Re-Blueing at Home
I have an old Mossberg 500 that I'd like to refinish. I got the gun 20 years ago as a teenager, but it's been on loan to my cousin for the last 5. Unfortunately, he doesn't exactly treat my gun the way I would, so the finish is in rough shape. Good news is I don't see any pits, but the metal is almost shiny in places. Receiver is black, and I'm not sure about stripping and blueing, or just blueing the barrel. The question is, is this something I can do effectively at home? And if I do, should I go ahead and do the whole thing?
I have yet to see a home blueing job that looked good ( most looked really spotty).
You might find someone on the internet to do it but It would likely cost as much as a new shotgun.
The other alternative would be the baked on finishes but I don think you can get even an 18" barrel in most ovens so unless its rusting up I would just keep it well oiled and in a dry place
Completely refinishing a Mossberg 500 is going to be a challenge, as the barrel and magazine tube are steel, but the receiver is aluminum. For the steel parts, you can get a bottle of touch-up cold-blue solution at most well-stocked gun shops, or at Brownells:
(get the 8-ounce size to do an entire barrel and mag tube; you'll probably have some left over, but that's better than getting caught short)
Use the instructions in the second link, and you'll probably end up with decent results.
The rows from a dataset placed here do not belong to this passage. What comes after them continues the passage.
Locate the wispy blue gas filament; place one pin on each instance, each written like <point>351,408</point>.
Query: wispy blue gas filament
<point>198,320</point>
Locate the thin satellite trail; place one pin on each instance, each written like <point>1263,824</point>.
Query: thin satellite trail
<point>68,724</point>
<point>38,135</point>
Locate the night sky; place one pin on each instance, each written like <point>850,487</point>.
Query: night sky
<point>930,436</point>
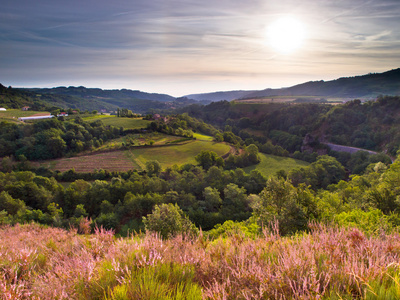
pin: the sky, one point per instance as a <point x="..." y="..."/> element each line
<point x="180" y="47"/>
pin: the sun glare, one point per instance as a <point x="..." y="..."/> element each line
<point x="285" y="35"/>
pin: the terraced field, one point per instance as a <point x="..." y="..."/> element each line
<point x="177" y="154"/>
<point x="136" y="158"/>
<point x="112" y="161"/>
<point x="270" y="164"/>
<point x="127" y="123"/>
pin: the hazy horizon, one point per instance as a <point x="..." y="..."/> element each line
<point x="186" y="47"/>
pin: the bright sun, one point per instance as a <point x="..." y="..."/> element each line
<point x="285" y="35"/>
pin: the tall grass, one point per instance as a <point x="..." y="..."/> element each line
<point x="328" y="263"/>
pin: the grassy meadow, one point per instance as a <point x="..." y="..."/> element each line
<point x="270" y="164"/>
<point x="326" y="263"/>
<point x="178" y="154"/>
<point x="127" y="123"/>
<point x="167" y="149"/>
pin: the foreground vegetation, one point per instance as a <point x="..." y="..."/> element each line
<point x="326" y="263"/>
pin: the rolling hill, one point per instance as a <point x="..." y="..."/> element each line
<point x="366" y="87"/>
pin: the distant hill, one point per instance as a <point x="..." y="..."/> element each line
<point x="365" y="86"/>
<point x="89" y="99"/>
<point x="218" y="96"/>
<point x="97" y="93"/>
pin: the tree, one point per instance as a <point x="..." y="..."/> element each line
<point x="212" y="199"/>
<point x="207" y="158"/>
<point x="253" y="153"/>
<point x="169" y="220"/>
<point x="280" y="201"/>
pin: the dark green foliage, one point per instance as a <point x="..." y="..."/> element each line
<point x="207" y="159"/>
<point x="169" y="220"/>
<point x="53" y="138"/>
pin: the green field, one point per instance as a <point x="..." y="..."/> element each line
<point x="179" y="154"/>
<point x="127" y="123"/>
<point x="270" y="164"/>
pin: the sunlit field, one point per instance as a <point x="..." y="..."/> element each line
<point x="271" y="164"/>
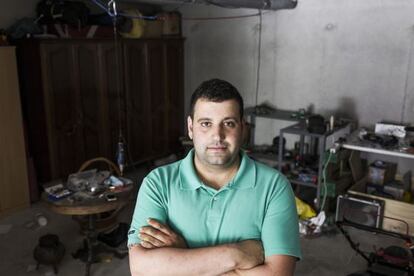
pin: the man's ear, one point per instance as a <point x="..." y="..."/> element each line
<point x="190" y="127"/>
For the receiver, there are touch-up "pens" (like a permanent marker, for fixing scratches) or acidic solutions used to re-darken aluminum (they are a bit harder to use than the steel blueing solutions), but they almost NEVER match the old aluminum finish, and durability can be weak, too, as exposed/scratched aluminum is soft (as metals go).
If I were you, I'd use a cold-blue solution to touch-up the barrel and magazine tube; and other than deep scratches or worn/dented edges (where I might use a touch-up "pen"), I'd probably just leave the receiver alone.
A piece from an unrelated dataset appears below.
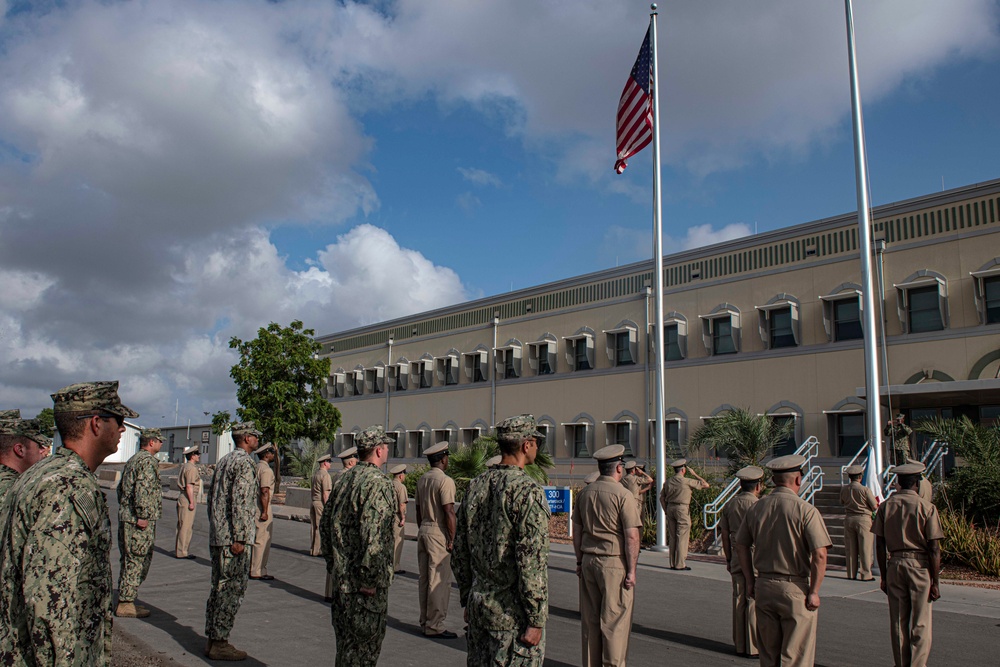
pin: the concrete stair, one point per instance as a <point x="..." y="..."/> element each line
<point x="827" y="501"/>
Blue jobs win or lose on the basis of the preparation.
Home blue jobs look bad because the preparation was bad.
You must first strive for a high-quality surface polish. It doesn't have to be shiny. Dull, with even and tiny scratches is just fine.
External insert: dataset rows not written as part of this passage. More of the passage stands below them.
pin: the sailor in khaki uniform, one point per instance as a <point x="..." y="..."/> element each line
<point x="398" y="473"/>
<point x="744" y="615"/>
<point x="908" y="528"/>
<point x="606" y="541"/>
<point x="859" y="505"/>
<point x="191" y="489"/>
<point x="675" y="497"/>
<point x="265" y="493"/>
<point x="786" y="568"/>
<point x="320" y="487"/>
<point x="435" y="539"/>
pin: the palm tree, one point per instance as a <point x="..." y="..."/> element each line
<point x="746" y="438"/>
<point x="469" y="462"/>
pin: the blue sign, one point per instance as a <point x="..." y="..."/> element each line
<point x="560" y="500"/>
To do this, a smooth block of wood is your best friend. Wrap progressively finer and finer grades of emery paper or cloth around the wood, and polish in only one direction, the same direction on every part.
When you have polished with 150 grit, next maybe go to 200 or 300 grit, then you go to 400 grit. Each time you change grit, you need to polish at right angles (90°) to the previous grit's polishing. Then go to 600 grit, changing the direction of rubbing again. And so on, all the way down to crocus cloth, if you want a pretty-smooth polish.
Then get one of Brownells' cold blues, maybe Oxpho Blue, and follow the chemical's instructions to the letter.
When you pay a gunsmith to blue a gun, most of the money goes into the polishing job.
Do it yourself and save.
Likewise Birchwood/Casey has "Aluminum Black" which works on aluminum, a little harder to find, but it's out there, been using it on my 92's frame for years as a touch up.
Thanks for the information. It sounds like something I'd like to tackle. I've refinished several motorcycle components in the past, and while it is a different process, the core is the same. Prep time will be the biggest investment, and that's just fine with me. Just gives me an excuse to spend several hours out in the shop. When I get ready to start the project, I'll take some "before" pictures. Who knows? It may turn out great.
Heck, you already have some metalworking and refinishing experience, what sounds like a good attitude, and you seem willing to invest the time to do the prep work right (rushing/lack-of-patience is the downfall of many folks). Given all this, it's likely to turn out just fine, or at very least, far better than what it looks like right now.
Go for it!
Post some before and after pics, I'd like to see how it comes out. Make us all proud.